Electrification work in rural areas did not gather the pace that it should have. Despite the claims of Uttarakhand Power Corporation Ltd (UPCL), electricity has not reached the villages in the first three quarters of the current financial year - which means the villagers will continue to spend yet another winter in cold and darkness.

According to UPCL’s figures, 13.4 lakh homes have been electrified of 14.4 lakh in the rural parts of the state.

But the fact is 76 villages in the state are still awaiting power connectivity.

In the last financial year (2014-15), 76 villages had to be electrified. In the current financial year, the same number of villages is still awaiting power supply.

However, UPCL spokesperson Madhusudan said on Tuesday: “Uttarakhand has performed well on rural electrification front. The remaining 76 villages will get electricity very soon as there are some technicalities that need to be resolved first.”

UPCL claims 87% rural households have been electrified, of which those under Dehradun district has the highest electrification of 96%.

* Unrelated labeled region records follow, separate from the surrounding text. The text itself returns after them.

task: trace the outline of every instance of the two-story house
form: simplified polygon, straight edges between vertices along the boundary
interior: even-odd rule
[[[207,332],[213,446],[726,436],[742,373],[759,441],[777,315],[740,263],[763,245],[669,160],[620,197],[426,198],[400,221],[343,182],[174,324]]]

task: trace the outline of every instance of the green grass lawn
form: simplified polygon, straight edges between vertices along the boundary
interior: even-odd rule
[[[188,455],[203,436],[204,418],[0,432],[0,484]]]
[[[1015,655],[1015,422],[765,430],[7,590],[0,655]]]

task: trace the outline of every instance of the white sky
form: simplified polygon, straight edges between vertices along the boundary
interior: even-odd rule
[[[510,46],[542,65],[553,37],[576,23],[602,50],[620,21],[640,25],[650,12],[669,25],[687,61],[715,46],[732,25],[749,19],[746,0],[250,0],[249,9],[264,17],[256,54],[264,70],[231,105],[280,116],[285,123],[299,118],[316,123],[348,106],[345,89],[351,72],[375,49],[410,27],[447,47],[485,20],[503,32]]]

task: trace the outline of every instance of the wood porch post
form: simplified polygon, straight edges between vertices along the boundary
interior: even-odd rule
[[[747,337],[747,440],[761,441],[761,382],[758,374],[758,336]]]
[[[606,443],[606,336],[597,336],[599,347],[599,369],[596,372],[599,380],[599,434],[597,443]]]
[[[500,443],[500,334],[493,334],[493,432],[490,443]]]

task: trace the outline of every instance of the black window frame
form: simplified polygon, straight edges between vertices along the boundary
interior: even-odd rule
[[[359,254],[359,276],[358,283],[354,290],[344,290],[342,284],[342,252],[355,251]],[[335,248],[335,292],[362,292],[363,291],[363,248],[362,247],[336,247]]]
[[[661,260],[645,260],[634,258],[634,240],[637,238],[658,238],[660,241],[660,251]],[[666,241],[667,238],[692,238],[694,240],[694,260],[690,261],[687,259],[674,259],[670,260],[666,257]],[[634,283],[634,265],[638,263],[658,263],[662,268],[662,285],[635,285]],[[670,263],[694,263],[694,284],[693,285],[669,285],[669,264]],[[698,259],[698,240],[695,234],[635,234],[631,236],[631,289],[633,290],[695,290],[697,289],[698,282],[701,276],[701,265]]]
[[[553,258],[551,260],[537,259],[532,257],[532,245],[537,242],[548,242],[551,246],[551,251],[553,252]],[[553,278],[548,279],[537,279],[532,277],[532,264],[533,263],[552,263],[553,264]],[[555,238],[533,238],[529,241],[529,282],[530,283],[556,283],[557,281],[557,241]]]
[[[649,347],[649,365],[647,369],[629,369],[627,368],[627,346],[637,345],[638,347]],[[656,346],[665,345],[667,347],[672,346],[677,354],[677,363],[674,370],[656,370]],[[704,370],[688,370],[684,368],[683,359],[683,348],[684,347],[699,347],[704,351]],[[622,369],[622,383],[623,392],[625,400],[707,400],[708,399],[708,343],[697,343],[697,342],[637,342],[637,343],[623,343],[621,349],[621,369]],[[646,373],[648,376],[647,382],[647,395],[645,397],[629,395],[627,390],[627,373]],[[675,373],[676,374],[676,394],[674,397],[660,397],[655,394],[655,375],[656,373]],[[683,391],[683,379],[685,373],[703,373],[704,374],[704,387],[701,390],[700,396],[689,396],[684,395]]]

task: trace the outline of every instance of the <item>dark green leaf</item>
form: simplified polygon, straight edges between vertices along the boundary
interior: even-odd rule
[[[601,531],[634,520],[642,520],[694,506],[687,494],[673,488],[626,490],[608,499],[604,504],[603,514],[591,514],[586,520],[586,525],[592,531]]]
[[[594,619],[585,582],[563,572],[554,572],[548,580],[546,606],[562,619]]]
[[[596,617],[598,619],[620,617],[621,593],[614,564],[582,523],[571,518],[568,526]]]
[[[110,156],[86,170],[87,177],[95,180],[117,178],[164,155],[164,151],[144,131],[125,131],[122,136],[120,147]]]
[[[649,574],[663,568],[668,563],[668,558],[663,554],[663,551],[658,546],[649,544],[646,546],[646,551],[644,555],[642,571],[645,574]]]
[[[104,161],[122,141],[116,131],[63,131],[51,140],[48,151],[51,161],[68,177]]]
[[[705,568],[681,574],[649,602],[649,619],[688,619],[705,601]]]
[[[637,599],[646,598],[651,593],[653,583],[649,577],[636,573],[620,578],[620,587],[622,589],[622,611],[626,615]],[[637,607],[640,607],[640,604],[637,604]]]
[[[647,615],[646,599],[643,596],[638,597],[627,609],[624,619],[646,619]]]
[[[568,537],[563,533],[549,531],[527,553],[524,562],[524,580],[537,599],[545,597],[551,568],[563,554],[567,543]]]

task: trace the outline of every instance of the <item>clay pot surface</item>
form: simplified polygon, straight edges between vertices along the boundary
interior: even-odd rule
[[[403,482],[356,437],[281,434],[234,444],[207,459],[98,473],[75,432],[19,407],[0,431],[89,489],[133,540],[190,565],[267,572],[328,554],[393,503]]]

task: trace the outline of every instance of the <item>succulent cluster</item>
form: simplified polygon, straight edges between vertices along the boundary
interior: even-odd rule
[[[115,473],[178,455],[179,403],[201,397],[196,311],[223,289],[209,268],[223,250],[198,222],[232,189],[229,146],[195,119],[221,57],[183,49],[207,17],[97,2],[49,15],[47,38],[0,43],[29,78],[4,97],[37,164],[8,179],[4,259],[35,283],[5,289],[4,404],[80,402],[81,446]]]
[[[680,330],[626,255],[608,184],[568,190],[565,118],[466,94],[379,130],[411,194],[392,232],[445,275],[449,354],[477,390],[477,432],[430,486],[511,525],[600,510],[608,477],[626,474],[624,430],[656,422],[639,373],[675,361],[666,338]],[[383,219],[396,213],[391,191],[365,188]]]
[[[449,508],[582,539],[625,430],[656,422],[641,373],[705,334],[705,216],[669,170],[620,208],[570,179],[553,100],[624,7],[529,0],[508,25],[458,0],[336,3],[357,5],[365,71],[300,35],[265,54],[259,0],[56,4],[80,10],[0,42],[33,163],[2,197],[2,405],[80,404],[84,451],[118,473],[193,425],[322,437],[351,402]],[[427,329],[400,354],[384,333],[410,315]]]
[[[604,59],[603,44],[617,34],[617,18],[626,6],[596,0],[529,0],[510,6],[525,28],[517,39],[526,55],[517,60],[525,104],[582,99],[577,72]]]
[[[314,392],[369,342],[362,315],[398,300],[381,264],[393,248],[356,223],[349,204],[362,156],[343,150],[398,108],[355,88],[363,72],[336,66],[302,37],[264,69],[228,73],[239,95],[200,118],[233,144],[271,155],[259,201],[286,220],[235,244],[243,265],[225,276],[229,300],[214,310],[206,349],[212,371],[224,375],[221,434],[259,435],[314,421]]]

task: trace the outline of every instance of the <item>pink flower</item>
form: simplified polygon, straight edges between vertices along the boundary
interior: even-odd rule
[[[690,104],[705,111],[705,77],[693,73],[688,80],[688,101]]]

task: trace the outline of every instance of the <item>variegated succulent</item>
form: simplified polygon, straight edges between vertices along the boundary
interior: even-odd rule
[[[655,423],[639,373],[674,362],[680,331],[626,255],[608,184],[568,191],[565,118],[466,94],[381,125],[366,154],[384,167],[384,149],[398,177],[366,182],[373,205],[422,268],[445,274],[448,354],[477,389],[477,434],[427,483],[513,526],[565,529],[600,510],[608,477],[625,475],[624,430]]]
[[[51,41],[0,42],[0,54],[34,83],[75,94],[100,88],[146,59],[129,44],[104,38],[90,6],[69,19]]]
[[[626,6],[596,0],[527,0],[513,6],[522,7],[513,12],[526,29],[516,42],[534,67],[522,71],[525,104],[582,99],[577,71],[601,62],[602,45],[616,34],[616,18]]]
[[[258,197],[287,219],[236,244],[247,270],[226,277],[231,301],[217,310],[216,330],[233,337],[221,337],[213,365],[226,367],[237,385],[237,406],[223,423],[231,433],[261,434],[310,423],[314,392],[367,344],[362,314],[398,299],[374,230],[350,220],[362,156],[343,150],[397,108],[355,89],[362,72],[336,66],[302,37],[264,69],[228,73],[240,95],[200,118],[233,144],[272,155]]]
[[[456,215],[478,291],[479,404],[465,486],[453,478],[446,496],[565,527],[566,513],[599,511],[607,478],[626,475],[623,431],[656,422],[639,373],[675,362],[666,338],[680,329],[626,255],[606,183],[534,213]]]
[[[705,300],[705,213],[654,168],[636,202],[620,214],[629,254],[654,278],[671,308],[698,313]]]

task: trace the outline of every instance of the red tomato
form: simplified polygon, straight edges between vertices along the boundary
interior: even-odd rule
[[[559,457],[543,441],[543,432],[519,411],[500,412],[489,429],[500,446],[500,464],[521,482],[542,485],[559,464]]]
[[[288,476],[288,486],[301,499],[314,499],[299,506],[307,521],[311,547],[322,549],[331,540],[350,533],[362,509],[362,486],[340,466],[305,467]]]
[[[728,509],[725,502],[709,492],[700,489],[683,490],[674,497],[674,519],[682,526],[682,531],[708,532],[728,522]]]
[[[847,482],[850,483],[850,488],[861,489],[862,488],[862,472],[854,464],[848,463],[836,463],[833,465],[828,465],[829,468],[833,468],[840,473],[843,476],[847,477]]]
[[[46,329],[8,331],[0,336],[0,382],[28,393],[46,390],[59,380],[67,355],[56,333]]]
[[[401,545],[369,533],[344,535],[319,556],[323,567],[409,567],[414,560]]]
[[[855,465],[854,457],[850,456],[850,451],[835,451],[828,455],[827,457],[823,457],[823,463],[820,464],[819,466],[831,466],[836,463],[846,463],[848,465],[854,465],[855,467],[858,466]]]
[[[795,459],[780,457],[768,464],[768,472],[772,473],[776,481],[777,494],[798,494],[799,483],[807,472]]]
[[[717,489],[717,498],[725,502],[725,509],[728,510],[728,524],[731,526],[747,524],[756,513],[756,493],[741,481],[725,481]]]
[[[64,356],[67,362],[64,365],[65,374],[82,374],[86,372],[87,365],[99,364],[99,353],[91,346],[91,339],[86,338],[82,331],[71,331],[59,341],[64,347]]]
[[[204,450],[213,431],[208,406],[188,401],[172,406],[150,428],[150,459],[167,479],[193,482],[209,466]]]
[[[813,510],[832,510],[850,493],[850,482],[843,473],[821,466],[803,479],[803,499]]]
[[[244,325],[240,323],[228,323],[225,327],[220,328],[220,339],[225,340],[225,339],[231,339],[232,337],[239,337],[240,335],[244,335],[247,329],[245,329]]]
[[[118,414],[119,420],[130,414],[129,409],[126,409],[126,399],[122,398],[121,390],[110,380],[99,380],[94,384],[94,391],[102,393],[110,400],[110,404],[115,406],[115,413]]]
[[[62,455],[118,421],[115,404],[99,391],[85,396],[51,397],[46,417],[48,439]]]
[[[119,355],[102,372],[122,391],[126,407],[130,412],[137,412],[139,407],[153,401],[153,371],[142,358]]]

As villages are more populous than the urban areas, it’s the villagers who are deprived of power. According to the survey figures, 70% of the families reside in rural areas and only 30% in cities.

Rural electrification has been one of the ambitious programmes of the union power ministry.

Earlier, it was Rajiv Gandhi Grameen Vidyutikaran Yojana (RGGVY) scheme that provided the funding. Between financial years 2001-2002 and 2013-2014 UPCL received R 707 crore.

But, ever since Deendayal Upadhyaya Gram Jyoti Yojana (DUGYY) scheme has been introduced, rural electrification work has almost come to a standstill.

“Whatever official figures claim, the reality is most of the villages in Pauri, Uttarkashi, and Chamoli are enveloped in darkness. In some villages, one can see some electric poles but there is no power supply,” claimed Ratan Singh Aswal, an activist who is studying migration pattern in the rural areas.